Dr. Albright is the founder of The Albright Group LLC, a global strategy firm.
Dr. Albright is the first Michael and Virginia Mortara Endowed Distinguished Professor in the Practice of Diplomacy at the Georgetown School of Foreign Service and the first Distinguished Scholar of the William Davidson Institute at the University of Michigan Business School. She is also the Chairman of The National Democratic Institute for International Affairs, Chair of The PEW Global Attitudes Project and President of the Truman Scholarship Foundation. Dr. Albright’s autobiography Madam Secretary: A Memoir will be published in September, 2003.
As Secretary, Dr. Albright reinforced America’s alliances, advocated democracy and human rights, and promoted American trade and business, labor, and environmental standards abroad.
Accomplishments during former Secretary Albright’s tenure included the expansion and modernization of NATO and NATO’s successful campaign to reverse ethnic cleansing in Kosovo; the promotion of peace in the Balkans; the reduction of nuclear dangers from Russia; the expansion of democracy in Europe, Africa, Asia, and Latin America; the expansion of our multifaceted relationship with China including trade as well as human rights; and the growth of trade in the Americas, in Africa through the African Growth Opportunity Act, and through the conclusion of hundreds of other agreements that facilitated American business overseas. In June 2000, she and representatives from every region of the world convened the first ever conference of democracies.

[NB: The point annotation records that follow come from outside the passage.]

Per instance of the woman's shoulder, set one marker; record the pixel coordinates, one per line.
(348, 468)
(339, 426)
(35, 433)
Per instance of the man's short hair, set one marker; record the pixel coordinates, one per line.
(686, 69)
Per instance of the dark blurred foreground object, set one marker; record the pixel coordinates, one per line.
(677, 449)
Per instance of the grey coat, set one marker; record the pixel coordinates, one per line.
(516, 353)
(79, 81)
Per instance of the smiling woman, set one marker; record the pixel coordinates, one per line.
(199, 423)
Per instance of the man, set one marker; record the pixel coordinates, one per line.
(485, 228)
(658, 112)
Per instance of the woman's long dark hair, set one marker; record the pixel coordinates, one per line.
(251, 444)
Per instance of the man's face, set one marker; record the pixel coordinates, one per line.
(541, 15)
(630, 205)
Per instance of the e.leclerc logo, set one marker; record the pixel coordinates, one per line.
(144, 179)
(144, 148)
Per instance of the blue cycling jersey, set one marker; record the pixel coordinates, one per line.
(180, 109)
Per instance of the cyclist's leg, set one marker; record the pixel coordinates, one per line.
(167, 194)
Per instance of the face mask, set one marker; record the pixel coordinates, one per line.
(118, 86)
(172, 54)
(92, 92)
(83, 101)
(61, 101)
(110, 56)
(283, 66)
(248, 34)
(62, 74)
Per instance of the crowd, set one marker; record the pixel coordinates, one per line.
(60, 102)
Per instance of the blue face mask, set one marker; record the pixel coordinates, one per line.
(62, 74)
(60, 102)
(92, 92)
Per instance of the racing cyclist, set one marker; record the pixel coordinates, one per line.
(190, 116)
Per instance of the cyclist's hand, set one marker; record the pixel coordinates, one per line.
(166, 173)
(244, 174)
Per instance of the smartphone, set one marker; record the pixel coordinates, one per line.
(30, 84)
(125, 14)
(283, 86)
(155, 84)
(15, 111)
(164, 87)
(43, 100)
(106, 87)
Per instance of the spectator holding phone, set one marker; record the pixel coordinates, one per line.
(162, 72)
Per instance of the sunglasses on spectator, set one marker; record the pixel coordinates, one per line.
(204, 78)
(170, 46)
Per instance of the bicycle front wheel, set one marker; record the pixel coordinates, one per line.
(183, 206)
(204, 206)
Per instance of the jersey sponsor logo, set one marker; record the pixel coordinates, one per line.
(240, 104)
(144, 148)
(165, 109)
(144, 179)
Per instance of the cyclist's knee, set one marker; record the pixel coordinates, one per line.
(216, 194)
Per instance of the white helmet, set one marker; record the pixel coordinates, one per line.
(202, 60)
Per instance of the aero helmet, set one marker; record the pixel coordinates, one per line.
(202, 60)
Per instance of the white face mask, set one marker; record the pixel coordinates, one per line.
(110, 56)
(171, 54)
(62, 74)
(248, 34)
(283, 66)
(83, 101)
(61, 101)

Dr. Albright also prepared America’s foreign affairs institutions for 21st Century challenges. Under her leadership four Cold War bureaucracies merged into a single integrated operation. She reversed a decade-long drop in funding for America’s embassies and operations overseas, persuading Congress to increase funding by 17%.
From 1993 – 1997, Dr. Albright served as the United States Permanent Representative to the United Nations and as a member of the President’s Cabinet and National Security Council. In 1995, she led the U.S. delegation to the UN’s Fourth World Conference on Women in Beijing, China.
Dr. Albright was the Director of Women in Foreign Service Programs and a Research Professor of International Affairs at Georgetown University during the decade prior to her return to public service. From 1989-1992, she was President of the Center for National Policy, a non-profit public policy organization based in Washington D.C. As a professor, Dr. Albright wrote extensively on change in communist systems particularly on the role of the media.
From 1978-81, Dr. Albright was a member of President Carter’s National Security Council and White House staff. From 1976-78, she served as Chief Legislative Assistant to U.S. Senator Edmund S. Muskie.
Dr. Albright received her B.A. with Honors, from Wellesley College, Masters and Doctorate from Columbia University’s Department of Public Law and Government, as well as a Certificate from the Russian Institute.
Dr. Albright was born in Prague, Czechoslovakia, and immigrated to America with her family after Communists took control of that country in 1948. She is the mother of three daughters and has six grandchildren.